Una regulación que también ha cambiado la publicidad
Buena parte de esa evolución se explica por las restricciones aprobadas en España durante los últimos años. El Real Decreto 958/2020 limitó la publicidad audiovisual del juego a determinadas horas de la madrugada, prohibió el patrocinio deportivo directo e introdujo restricciones sobre figuras públicas y promociones.
La Dirección General de Ordenación del Juego (DGOJ) supervisa el mercado de juego online de ámbito estatal, incluidos los operadores que cuentan con licencia y el cumplimiento de las obligaciones que les corresponden.
Las reglas, sin embargo, no han permanecido intactas. En abril de 2024, el Tribunal Supremo anuló varios artículos del decreto porque consideró que algunas de sus restricciones no tenían suficiente cobertura legal. Continuaron vigentes límites como la franja horaria de radio y televisión, mientras determinadas prohibiciones relativas a promociones y personajes públicos quedaron sin efecto.
Parte de la actividad comercial ya se había desplazado hacia internet, donde la separación entre publicidad y contenido puede ser menos evidente.
Las cifras que difícilmente encajan en una campaña
Un anuncio suele destacar la oferta comercial. Los indicadores de juego problemático, en cambio, ocupan un lugar mucho más discreto dentro de esa misma comunicación.
El informe sobre Adicciones Comportamentales, basado en la encuesta EDADES, sitúa en el 18,4% la prevalencia de posible juego problemático entre las personas de 15 a 64 años que jugaron online durante los doce meses anteriores, frente al 4,3% de quienes jugaron solo de forma presencial. Estas son cifras que rara vez acompañan a una campaña publicitaria, pero que conviene tener presentes como sociedad al dimensionar el crecimiento de un mercado que buena parte de la población consume sin conocerlas.

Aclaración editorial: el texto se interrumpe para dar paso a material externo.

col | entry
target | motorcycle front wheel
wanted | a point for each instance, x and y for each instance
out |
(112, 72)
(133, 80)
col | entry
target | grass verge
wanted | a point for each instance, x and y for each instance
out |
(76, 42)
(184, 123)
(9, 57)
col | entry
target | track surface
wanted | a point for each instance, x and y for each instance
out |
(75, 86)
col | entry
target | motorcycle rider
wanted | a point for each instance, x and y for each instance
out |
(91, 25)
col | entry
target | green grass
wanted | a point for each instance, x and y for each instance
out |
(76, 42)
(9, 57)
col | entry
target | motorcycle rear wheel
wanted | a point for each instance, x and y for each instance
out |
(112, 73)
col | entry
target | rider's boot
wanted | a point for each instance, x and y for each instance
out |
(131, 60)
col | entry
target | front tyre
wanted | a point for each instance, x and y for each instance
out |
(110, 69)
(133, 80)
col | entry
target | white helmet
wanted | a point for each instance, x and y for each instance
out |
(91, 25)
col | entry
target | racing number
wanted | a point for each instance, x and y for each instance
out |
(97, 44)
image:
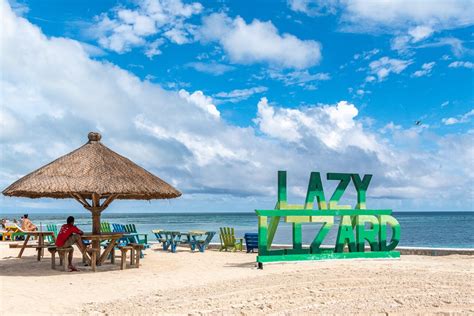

El juego está reservado a mayores de 18 años. Quien tenga dificultades para controlar el tiempo o el dinero destinado al juego puede solicitar la autoprohibición a través del Registro General de Interdicciones de Acceso al Juego (RGIAJ) de la DGOJ, que impide el acceso al juego online.
Advertencias que cambian el contenido del mensaje
Según el proyecto de resolución que la DGOJ sometió a información pública en octubre de 2025, el organismo prepara un nuevo sistema de advertencias para las comunicaciones comerciales del juego. El texto propone sustituir mensajes genéricos como «juega con responsabilidad» por avisos más explícitos, entre ellos que «La ludopatía es un riesgo del juego».
Durante años, buena parte de la regulación publicitaria se concentró en el horario, el canal o las personas utilizadas para promocionar el juego. El siguiente frente está en el propio contenido: determinar cuánta información sobre pérdidas y riesgos debe acompañar a aquello que el anuncio sí quiere enseñar.